The Scream

The brick walls of the Dorothea Dix Psychiatric Hospital overshadowed the baby-blue Acura where Sylvia and Theodore sat. He’d parked where there weren’t trees to block their view. Sylvie looked up at that cold, black building, her eyes affixed upon the window on the third floor, three over from the end. The window was full of yellow light. Suddenly, she thought she saw a hunched figure standing in it. But at that moment, Theodore made a dull, half-drunk joke and she instinctively turned and playfully thwacked his shoulder with the back of her hand. When she turned back, the figure had disappeared.

“Let’s get back to campus,” Theodore said. “How about it?”

“No, not yet.”

“You’ll get in trouble. You’ve gotten two demerits and they won’t let you go out if you –”

“Then I’ll sneak out,” she told him. “I’m having a good time sitting here.”

“Why?”

“I want to sit here,” she said. “I might hear something.” She squeezed her eyes shut and held herself stiff. Often, there would be low moans or screaming coming from the hospital. “I’m trying to listen.”

“There’s nothing to hear.” Theodore coughed. “I’ll need to get you home now.”

“Not yet,” she said, trying to chuckle, as if she knew well as Theodore that she was being foolish and sentimental. “I might see her, you know?”

Some time passed as they watched for something to happen.
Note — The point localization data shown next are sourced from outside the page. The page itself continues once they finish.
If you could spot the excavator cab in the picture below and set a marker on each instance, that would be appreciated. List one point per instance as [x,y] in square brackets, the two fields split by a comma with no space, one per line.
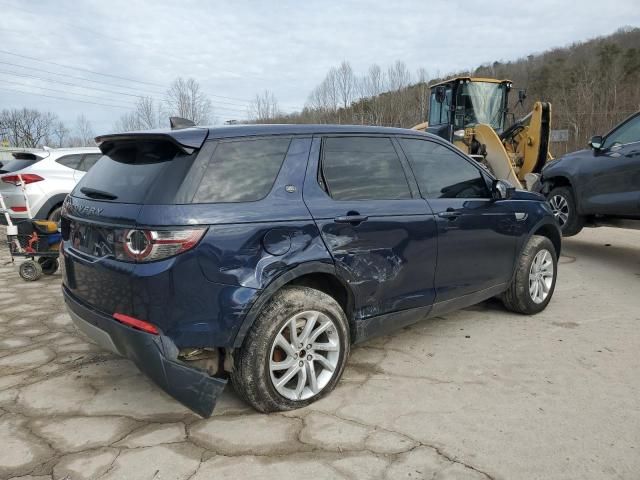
[464,102]
[472,113]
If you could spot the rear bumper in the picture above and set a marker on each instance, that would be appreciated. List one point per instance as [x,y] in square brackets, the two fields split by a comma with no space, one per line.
[154,355]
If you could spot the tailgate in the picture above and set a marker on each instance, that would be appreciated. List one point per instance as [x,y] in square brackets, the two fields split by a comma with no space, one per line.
[91,272]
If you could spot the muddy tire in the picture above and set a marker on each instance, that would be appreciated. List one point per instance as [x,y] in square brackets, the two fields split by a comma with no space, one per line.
[49,265]
[30,270]
[564,209]
[294,353]
[535,280]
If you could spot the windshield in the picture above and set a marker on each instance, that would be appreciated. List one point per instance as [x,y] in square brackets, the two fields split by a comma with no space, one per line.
[483,102]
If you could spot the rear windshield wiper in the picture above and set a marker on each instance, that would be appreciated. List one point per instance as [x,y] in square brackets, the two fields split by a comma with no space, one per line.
[93,193]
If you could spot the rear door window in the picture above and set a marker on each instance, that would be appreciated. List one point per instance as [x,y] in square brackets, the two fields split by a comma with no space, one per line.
[136,172]
[71,161]
[443,173]
[362,168]
[242,170]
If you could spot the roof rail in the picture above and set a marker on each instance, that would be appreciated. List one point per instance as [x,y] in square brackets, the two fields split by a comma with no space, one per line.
[179,122]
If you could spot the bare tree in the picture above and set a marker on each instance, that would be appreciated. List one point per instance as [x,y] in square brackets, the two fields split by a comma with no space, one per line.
[398,76]
[59,133]
[27,127]
[84,132]
[345,82]
[186,99]
[264,107]
[145,116]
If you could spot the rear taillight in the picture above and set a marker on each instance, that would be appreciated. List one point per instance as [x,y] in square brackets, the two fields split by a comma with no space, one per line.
[150,245]
[27,178]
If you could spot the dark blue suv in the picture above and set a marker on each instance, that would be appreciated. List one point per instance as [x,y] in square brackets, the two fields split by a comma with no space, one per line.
[263,252]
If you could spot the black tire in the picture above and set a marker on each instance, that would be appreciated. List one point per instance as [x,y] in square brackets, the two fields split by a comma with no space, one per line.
[252,376]
[518,297]
[54,215]
[563,203]
[49,265]
[30,270]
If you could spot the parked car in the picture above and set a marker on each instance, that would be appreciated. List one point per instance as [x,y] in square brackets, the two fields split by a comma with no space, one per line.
[48,175]
[599,185]
[266,251]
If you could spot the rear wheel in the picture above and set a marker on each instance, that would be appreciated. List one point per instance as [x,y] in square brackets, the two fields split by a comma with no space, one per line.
[295,352]
[535,280]
[49,265]
[564,209]
[30,270]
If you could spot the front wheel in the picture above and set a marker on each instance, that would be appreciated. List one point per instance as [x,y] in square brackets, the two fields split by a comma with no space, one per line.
[535,280]
[564,208]
[30,270]
[295,352]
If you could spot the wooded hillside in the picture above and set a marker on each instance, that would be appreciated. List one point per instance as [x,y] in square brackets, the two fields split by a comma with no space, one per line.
[592,86]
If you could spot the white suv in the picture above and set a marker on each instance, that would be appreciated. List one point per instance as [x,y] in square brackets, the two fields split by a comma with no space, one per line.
[48,175]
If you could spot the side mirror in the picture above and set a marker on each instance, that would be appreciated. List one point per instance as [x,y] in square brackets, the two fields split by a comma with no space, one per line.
[522,95]
[502,190]
[596,142]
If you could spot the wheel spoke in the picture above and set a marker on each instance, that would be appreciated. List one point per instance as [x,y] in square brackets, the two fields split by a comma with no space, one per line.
[284,365]
[284,345]
[305,355]
[302,382]
[325,347]
[312,379]
[318,331]
[534,293]
[325,363]
[308,327]
[293,371]
[293,332]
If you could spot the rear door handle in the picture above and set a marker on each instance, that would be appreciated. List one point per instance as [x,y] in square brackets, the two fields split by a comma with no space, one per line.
[450,214]
[351,219]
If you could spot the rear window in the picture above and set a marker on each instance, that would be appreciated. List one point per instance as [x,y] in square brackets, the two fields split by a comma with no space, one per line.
[71,161]
[136,172]
[15,165]
[242,170]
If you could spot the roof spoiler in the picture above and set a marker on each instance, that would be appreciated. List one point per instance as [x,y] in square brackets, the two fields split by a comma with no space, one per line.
[30,155]
[179,122]
[186,139]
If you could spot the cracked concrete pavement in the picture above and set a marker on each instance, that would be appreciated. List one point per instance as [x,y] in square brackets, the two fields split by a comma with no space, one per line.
[476,394]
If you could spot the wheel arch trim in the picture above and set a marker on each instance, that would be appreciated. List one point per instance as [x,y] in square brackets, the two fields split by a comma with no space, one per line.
[277,283]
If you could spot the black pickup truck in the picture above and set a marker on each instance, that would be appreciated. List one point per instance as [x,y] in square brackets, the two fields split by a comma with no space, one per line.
[599,185]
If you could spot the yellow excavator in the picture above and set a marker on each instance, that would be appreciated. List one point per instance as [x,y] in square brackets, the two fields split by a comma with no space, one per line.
[473,114]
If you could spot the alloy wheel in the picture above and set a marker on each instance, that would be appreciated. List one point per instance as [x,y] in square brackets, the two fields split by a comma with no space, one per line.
[304,355]
[560,208]
[541,276]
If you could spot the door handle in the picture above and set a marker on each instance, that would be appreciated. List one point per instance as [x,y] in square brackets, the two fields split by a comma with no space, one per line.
[351,219]
[450,214]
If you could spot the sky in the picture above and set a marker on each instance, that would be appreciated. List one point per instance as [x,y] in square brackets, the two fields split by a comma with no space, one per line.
[99,56]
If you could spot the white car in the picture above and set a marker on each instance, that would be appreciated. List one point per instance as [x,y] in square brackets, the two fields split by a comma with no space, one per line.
[48,176]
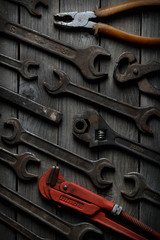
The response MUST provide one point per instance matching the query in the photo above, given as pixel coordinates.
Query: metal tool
(28, 104)
(85, 20)
(19, 228)
(20, 66)
(19, 162)
(92, 168)
(82, 58)
(53, 186)
(136, 72)
(30, 5)
(70, 231)
(91, 128)
(139, 114)
(141, 190)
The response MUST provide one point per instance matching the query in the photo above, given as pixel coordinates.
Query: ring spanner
(70, 231)
(91, 128)
(82, 58)
(53, 186)
(139, 114)
(19, 162)
(90, 167)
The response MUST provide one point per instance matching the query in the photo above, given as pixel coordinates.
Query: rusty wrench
(30, 5)
(19, 162)
(82, 58)
(139, 114)
(91, 168)
(91, 128)
(30, 105)
(70, 231)
(20, 66)
(141, 190)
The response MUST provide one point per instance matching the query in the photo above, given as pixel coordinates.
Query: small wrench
(91, 168)
(139, 114)
(30, 5)
(141, 190)
(20, 66)
(82, 58)
(19, 228)
(19, 163)
(136, 72)
(30, 105)
(70, 231)
(91, 128)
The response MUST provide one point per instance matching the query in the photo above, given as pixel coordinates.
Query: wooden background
(137, 22)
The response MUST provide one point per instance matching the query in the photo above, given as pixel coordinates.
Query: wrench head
(16, 134)
(140, 186)
(60, 86)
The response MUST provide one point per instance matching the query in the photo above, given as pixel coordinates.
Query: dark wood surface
(137, 22)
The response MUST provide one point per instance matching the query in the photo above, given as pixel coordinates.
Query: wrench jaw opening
(61, 85)
(17, 130)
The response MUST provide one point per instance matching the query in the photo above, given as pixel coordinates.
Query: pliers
(53, 186)
(82, 20)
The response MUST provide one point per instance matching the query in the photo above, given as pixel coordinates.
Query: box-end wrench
(82, 58)
(19, 162)
(30, 5)
(70, 231)
(139, 114)
(19, 228)
(91, 128)
(92, 168)
(28, 104)
(141, 189)
(19, 66)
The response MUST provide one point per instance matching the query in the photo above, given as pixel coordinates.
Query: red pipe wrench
(53, 186)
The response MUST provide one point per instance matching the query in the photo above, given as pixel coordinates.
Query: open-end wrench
(92, 168)
(30, 5)
(20, 66)
(30, 105)
(139, 114)
(70, 231)
(19, 162)
(91, 128)
(141, 190)
(82, 58)
(19, 228)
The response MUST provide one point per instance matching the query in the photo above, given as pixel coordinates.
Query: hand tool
(19, 228)
(70, 231)
(30, 5)
(53, 186)
(92, 168)
(85, 20)
(91, 128)
(20, 66)
(30, 105)
(19, 162)
(136, 72)
(141, 190)
(82, 58)
(139, 114)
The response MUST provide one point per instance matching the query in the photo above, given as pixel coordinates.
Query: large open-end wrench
(30, 105)
(19, 66)
(82, 58)
(139, 114)
(30, 5)
(70, 231)
(91, 128)
(19, 162)
(141, 190)
(92, 168)
(19, 228)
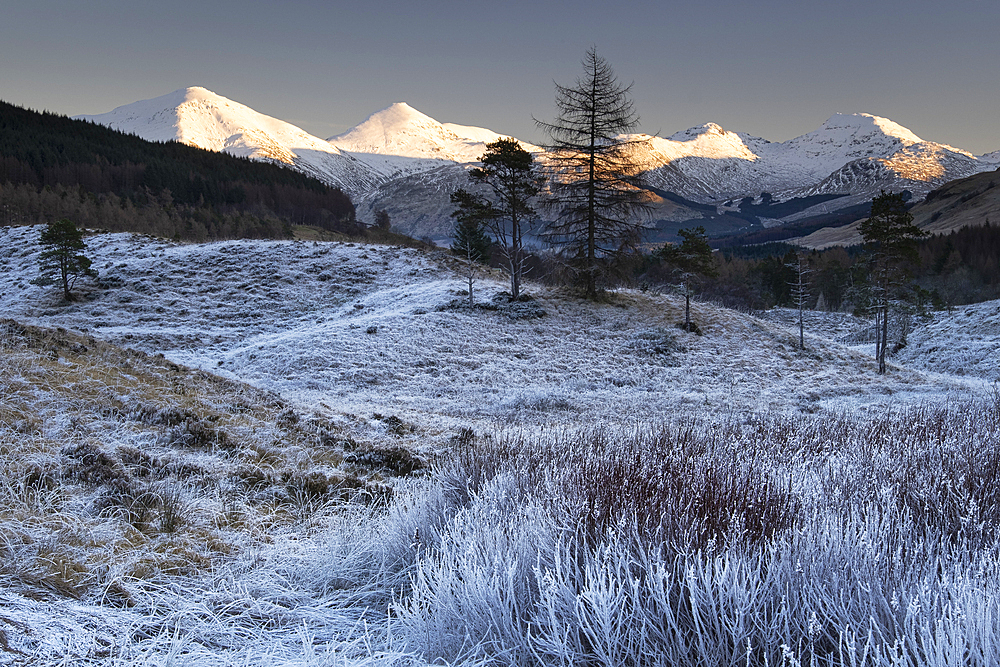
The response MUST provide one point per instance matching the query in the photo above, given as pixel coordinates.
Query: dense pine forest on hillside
(52, 167)
(954, 269)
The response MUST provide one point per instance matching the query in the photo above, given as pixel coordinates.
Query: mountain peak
(698, 131)
(864, 125)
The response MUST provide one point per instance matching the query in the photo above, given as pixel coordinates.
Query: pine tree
(691, 261)
(509, 173)
(595, 181)
(890, 240)
(63, 261)
(470, 240)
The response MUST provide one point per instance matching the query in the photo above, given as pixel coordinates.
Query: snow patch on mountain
(399, 141)
(198, 117)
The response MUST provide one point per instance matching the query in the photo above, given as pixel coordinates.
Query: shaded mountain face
(407, 163)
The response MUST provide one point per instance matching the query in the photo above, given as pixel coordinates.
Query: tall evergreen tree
(595, 183)
(509, 173)
(470, 240)
(890, 240)
(63, 260)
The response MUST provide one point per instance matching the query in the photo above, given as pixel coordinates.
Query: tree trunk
(885, 340)
(687, 310)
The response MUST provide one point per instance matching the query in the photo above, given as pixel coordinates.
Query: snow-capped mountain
(404, 161)
(400, 141)
(850, 154)
(201, 118)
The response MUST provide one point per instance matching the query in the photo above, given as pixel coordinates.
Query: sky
(772, 68)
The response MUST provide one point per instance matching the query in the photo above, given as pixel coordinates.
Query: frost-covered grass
(768, 540)
(606, 489)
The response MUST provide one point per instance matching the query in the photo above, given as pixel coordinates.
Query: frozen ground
(349, 335)
(348, 328)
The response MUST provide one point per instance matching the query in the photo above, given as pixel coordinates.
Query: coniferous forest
(55, 167)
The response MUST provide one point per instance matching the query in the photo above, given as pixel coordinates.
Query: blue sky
(775, 69)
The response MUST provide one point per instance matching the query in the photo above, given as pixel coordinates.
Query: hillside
(355, 328)
(218, 455)
(52, 167)
(963, 202)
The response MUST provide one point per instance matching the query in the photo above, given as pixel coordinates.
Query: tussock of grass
(770, 540)
(121, 468)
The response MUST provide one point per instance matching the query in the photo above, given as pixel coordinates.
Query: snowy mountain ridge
(400, 140)
(201, 118)
(400, 151)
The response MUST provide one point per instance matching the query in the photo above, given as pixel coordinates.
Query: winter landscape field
(314, 453)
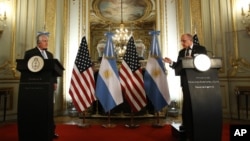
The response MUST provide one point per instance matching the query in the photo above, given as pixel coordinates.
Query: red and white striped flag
(82, 86)
(131, 78)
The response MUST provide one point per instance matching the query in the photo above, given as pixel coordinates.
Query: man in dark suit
(41, 50)
(189, 50)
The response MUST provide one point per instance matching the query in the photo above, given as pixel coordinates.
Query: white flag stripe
(79, 104)
(134, 92)
(162, 86)
(89, 88)
(111, 80)
(88, 72)
(81, 93)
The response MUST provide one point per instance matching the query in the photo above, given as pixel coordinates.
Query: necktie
(44, 54)
(188, 51)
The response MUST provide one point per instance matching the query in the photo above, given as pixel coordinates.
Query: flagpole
(84, 124)
(109, 124)
(132, 125)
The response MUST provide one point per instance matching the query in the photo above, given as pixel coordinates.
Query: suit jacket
(195, 50)
(36, 52)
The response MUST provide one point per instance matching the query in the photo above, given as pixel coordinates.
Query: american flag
(155, 79)
(82, 86)
(132, 79)
(195, 39)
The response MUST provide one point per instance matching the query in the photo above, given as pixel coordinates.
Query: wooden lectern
(202, 101)
(35, 98)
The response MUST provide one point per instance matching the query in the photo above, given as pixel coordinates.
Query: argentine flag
(108, 88)
(155, 79)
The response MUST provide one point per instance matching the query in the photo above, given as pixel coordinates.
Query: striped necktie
(44, 54)
(188, 51)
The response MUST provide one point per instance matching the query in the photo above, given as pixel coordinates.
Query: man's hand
(167, 60)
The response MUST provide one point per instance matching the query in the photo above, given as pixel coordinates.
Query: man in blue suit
(41, 50)
(189, 50)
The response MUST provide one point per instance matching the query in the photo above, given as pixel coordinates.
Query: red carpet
(98, 133)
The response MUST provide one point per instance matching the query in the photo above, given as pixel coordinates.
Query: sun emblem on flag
(156, 72)
(107, 73)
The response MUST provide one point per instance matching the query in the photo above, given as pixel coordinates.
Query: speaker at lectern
(202, 104)
(35, 98)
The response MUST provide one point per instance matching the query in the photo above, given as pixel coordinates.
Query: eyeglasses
(184, 40)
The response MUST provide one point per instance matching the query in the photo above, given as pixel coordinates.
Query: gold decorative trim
(196, 18)
(13, 36)
(50, 22)
(180, 17)
(98, 13)
(65, 46)
(234, 60)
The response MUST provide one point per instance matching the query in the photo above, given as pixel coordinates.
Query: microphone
(211, 52)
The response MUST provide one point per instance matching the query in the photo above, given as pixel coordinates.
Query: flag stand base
(84, 124)
(132, 125)
(109, 125)
(158, 124)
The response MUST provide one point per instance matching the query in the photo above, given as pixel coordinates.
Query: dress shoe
(182, 128)
(55, 136)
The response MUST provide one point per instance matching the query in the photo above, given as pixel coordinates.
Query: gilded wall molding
(180, 17)
(65, 46)
(196, 18)
(238, 64)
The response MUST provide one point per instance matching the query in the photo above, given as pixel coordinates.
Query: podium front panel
(35, 111)
(205, 99)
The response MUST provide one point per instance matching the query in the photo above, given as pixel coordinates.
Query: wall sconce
(246, 18)
(3, 18)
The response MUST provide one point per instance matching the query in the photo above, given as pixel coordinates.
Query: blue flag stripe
(153, 92)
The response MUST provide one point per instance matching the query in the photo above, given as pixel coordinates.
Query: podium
(35, 99)
(202, 106)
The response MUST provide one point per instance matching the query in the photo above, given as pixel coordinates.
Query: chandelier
(246, 19)
(121, 37)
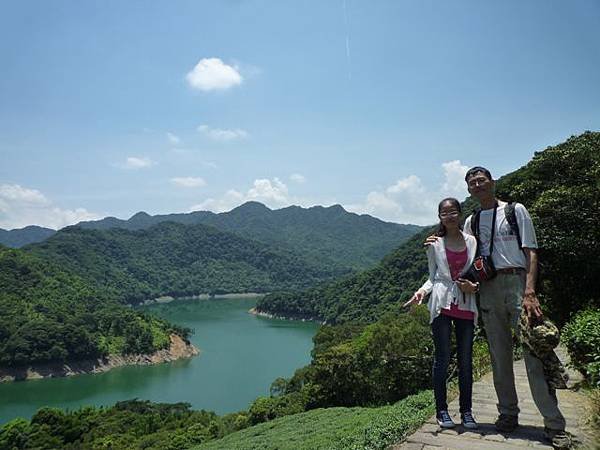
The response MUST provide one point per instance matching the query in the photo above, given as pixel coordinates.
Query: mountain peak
(140, 215)
(251, 206)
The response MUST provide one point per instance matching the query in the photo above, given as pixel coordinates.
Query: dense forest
(52, 315)
(375, 355)
(321, 235)
(560, 187)
(23, 236)
(177, 260)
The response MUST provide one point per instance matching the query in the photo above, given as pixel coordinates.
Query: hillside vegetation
(177, 260)
(560, 187)
(52, 315)
(23, 236)
(321, 235)
(357, 391)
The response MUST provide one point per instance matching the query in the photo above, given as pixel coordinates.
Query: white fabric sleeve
(526, 229)
(428, 285)
(467, 226)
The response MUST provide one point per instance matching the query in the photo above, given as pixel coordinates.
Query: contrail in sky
(347, 42)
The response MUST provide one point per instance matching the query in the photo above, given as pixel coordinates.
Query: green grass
(334, 428)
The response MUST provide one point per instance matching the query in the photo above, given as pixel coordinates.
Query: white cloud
(297, 178)
(213, 74)
(188, 182)
(273, 193)
(21, 206)
(454, 174)
(230, 200)
(269, 191)
(222, 135)
(408, 200)
(173, 139)
(133, 162)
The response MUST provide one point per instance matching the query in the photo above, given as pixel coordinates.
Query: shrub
(582, 338)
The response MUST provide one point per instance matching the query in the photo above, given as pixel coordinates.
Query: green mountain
(52, 315)
(560, 187)
(322, 235)
(177, 260)
(22, 236)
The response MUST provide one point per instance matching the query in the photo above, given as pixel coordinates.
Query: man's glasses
(449, 214)
(477, 181)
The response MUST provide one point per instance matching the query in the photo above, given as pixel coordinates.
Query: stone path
(529, 434)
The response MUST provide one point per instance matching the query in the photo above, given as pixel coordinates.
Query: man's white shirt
(506, 246)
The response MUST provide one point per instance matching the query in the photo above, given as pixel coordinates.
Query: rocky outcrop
(178, 349)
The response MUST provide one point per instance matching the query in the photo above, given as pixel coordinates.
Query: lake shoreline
(168, 298)
(258, 313)
(178, 349)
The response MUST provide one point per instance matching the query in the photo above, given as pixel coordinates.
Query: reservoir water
(240, 355)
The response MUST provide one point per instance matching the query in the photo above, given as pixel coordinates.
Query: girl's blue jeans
(464, 330)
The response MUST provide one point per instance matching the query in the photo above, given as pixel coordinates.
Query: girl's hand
(467, 286)
(416, 299)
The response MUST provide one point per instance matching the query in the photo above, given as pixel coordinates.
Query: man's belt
(511, 270)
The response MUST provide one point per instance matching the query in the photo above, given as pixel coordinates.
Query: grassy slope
(347, 428)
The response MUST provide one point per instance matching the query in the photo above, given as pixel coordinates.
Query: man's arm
(530, 300)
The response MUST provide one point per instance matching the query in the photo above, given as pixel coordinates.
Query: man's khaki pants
(500, 304)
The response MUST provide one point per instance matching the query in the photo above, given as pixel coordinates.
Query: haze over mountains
(328, 234)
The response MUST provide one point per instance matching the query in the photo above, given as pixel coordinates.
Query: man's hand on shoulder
(430, 240)
(531, 304)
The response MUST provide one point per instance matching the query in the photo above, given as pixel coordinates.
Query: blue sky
(112, 107)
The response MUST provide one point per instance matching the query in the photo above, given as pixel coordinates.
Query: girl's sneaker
(468, 420)
(444, 420)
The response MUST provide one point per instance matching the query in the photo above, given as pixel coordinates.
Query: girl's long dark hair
(441, 231)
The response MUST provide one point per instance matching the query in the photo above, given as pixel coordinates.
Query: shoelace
(445, 417)
(468, 418)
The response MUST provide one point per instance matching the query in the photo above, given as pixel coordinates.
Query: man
(501, 301)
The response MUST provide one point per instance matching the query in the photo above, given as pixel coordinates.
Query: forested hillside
(560, 187)
(319, 234)
(356, 363)
(23, 236)
(51, 315)
(177, 260)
Theodore sighed a little, and there was tension in his voice when he asked, “Did you have a good time at the party?”

Sylvie tried to soften. “Sure, it was a fun time.”

“I thought the band played well. And you looked beautiful tonight, Sylvie.”

“I hope you didn’t have too much to drink,” she sniggered.

“I didn’t.”

Sylvie laughed. “I had three of the grapefruit-champagne’s and that might’ve been one too many.”

“Are you feeling alright?”

She shrugged and only stared at the hospital. The cheery drunkenness from the champagne had worn off, and she was now only feeling resentful that they were going back to campus. Once she got back, she would eat saltine crackers to settle her stomach and tell the other girls on her floor about the party. She would tell them on how romantic the music was and on how gentlemanly and decorous Theodore was. Those girls like to hear of such things. Not all of them got asked out on dates and none of them were getting married anytime soon.

“Sometimes there’s screaming, isn’t there?” she asked Theodore. “Isn’t there?”

He looked away. “I’d better get you home.”

“What for?”

“If I don’t, they’ll give you a third demerit and I won’t be able to take you out anymore.”

Sylvie shook her head. “We’ll wait a moment longer. Something will happen. I feel it.”

“Maybe someone will jump,” he said dryly.

“Maybe so.”

“I was joking,” he said and cleared his throat. “I didn’t mean to say it.”

“I wouldn’t mind it,” Sylvie said. “That would make this an A+ night, wouldn’t it?”

“Wasn’t it already?”

“I guess it was alright,” she told him, touching the inside of his arm. Theodore was looking a little down, and she didn’t like him like that. “It was a nice evening,” she murmured. “I liked the band a lot. A nice, old-fashioned A, but let’s make it an A+.”

“Everyone liked you right off the bat,” Theodore said into her ear.

“Shush! So, I can hear them?”

After a moment of quiet, Theodore turned on the car. “I don’t even know why you make me drive you out here. You don’t even know –” he stopped. “I’d better get you home. Your dad will get angry with me if you end up with another demerit.”

“What do you care what my dad thinks?”

“I sure care a lot,” Theodore said. “He won’t like me if I keep getting you in trouble.”

“I’m getting myself in trouble. It hasn’t anything to do with you.”

“Well, I’m with you and that’s the important thing.” Theodore shook his head.

“What do you care what my dad thinks?” Sylvie said, trying to josh him.

“Well, when I graduate –” Theodore said boldly and intimately. “I’ve already told my father about it.”

“Marriage? Is that what you’re trying to tell me?”

“That’s right. I’ve told my dad and I’ll tell yours soon.”

“Have you?” she teased him. “Don’t I have a say?”

“Maybe or maybe not,” Theodore said in such a funny way that Sylvie laughed. “I don’t even know why you like coming out here. There’s no point to it.”

“None that you can see.”

“Well, I’ve got to get you back.”

He was readying them off when Sylvie sat up and pointed her finger at the third-floor window. “See her? I see her!” she said with a shock in her throat. Theodore was too busy trying to pivot the car around towards the main road. For a moment, Sylvie heard a low, cool moan from within the hospital walls. She couldn’t tell if it was the one she was used to but she figured she could pretend it was so. It swelled into a scream and Sylvie laughed a little. She rested her head on Theodore’s shoulder as he sped the car back to campus.

***

Hunter Prichard is a writer from Portland, Maine.